A maioria, contudo, não logra dele o despiste
Porque num mundo persiste
De separação, dualidade, pecado.
Sofremos, pois, uma queda,
Vivemos num estado ilusório.
Da ilusão e queda há um portão que nos conceda
A libertação de tão triste envoltório.
Se a Via trilhar até ao termo,
Ganho um Renascimento, Iluminação,
Experiência directa do imo, já não enfermo,
Mas livre de pecado e dor:
Vivo na afeição,
Com misericórdia por todos, todo eu compaixão.
1489 - Identidade
Perceber não posso a identidade minha
Una com o Espírito, que a mente vive
Sempre obnubilada na voraz gavinha
Duma actividade e, absorto nesta vinha,
Nela me envolvi sem que o demais arquive.

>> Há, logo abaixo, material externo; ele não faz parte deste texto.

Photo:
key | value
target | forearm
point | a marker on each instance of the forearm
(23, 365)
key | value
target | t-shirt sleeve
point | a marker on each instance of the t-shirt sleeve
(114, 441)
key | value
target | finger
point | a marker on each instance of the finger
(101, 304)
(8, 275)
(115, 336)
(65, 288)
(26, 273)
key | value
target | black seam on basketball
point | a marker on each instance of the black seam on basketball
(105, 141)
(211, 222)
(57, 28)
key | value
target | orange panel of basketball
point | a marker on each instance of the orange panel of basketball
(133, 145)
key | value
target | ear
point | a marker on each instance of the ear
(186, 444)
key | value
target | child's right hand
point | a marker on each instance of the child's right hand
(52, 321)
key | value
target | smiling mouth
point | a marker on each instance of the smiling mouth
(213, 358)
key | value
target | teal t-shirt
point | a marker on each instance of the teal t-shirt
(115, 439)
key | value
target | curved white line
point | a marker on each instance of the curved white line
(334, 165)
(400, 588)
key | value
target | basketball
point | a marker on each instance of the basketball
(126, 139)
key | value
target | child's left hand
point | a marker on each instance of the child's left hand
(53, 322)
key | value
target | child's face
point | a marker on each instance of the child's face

É uma actividade contrair, focar
A minha consciência no meu eu pessoal.
Jamais fica aberta, em Deus centrada, a par,
Fica auto-centrada, contraída, irreal.
E é precisamente ao contracção manter,
Excluindo o resto, que encontrar não vou
Minha identidade ao vero Todo, ao Ser.
Minha natureza individual baqueou,
A queda sofreu e tal pecado sou.
1490 - Separado
Em pecado vivo, separado, alheio
Ao Todo, Universo, tal do mundo ao resto.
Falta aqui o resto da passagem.